Since it’s 103º outside right now, it seems like a good time to talk about Christmas, especially since I’ve recently prepared a report on Victorian Christmas decorations for a client with a mid-19th C. house.  The surprising thing about my findings is that many suitable Victorian-style Christmas decoration items are still available for purchase today.  But I’m getting ahead of myself.

For my client, I looked at ways in which Victorian Americans made and decorated wreaths; used other hanging decorations like garlands, bells and balls; displayed blooming plants; lighted and decorated Christmas trees; and arranged Christmas villages.

Queen Victoria and Prince Albert popularized Christmas trees in the mid-19th century, and in the years before the first commercial ornaments were available in the 1870’s, tree ornaments were very simple and usually handmade.  There was a focus on natural materials and greenery gathered by family members in the yard or fields.  These items could be modified with paint, gilding, or gluing and wiring clusters together.  The finished decorations were used on mirrors, light fixtures, doorways, windows, archways, etc.

Many of these same decorated natural materials were also used on Christmas trees, which were often smaller and less full than our specially grown trees today.  Tabletop trees were popular.  Small toys, flags (patriotism was a big Christmas theme), and handmade paper Christmas cut outs called “scraps” were popular decorations.  Just as today, homemade decorations involved a lot of glue, glitter, and tinsel- sparkle is nothing new!

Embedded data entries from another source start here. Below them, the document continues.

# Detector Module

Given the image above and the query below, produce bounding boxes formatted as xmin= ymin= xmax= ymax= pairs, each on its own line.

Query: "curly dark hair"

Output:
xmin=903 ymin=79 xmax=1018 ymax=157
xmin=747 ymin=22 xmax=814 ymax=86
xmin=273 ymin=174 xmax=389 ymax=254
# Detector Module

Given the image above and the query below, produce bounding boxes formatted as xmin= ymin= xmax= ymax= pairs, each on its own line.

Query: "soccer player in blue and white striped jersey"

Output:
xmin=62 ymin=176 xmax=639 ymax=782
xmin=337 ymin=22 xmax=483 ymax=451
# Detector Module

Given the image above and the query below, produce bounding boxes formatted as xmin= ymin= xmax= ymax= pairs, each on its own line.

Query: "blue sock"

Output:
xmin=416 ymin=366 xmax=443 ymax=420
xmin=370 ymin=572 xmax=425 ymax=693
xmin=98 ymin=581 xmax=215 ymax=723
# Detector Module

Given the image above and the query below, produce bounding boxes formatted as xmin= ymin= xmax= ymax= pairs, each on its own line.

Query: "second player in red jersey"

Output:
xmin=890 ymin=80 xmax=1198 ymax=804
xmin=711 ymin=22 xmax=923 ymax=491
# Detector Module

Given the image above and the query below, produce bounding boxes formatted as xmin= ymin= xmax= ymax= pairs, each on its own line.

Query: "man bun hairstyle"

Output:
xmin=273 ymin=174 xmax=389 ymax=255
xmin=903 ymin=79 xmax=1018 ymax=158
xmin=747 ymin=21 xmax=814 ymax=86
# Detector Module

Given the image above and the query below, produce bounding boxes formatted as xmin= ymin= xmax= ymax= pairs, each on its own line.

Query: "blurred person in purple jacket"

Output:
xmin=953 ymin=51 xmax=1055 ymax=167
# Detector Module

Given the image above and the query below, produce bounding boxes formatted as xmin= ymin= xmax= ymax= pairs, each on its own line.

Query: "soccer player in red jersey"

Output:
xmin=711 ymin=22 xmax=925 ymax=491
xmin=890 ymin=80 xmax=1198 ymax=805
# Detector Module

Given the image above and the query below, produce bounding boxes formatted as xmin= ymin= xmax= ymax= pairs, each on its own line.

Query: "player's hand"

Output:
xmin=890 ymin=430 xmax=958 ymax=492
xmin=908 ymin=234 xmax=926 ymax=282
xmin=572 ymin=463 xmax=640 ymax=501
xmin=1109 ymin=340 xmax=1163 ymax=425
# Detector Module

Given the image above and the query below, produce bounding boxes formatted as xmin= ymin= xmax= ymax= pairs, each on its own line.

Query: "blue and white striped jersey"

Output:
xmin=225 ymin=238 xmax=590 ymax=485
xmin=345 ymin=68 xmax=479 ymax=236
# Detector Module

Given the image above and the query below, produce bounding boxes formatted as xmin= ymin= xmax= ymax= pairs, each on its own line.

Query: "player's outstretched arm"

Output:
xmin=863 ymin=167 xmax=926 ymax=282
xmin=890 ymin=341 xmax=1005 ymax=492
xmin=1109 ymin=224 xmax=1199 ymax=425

And of course, if the tree was lit, candles were the choice.  Definitely a fire hazard, but the candles were only lighted for special occasions like a party or present unwrapping on Christmas Eve.  No leaving the candles lit while you went off to run errands.   A quick online search turned up vintage candleholders for Christmas trees on Ebay, so you can get a head start on the season if you hurry!

Perhaps the most interesting type of Christmas decoration that I researched was the Christmas village displayed around the base of the tree.  In Germany, these were called “Putz” and they, too, were usually homemade and involved twigs, small stones and branches, shells, moss, paper- and more of that good glue, glitter and tinsel!  Maybe this is how Martha Stewart got her start . . .

Hope this inspires those of you with old houses (or not) to try a vintage Christmas theme this year- and I’d like to be the first to wish you a Very Merry Christmas 2013!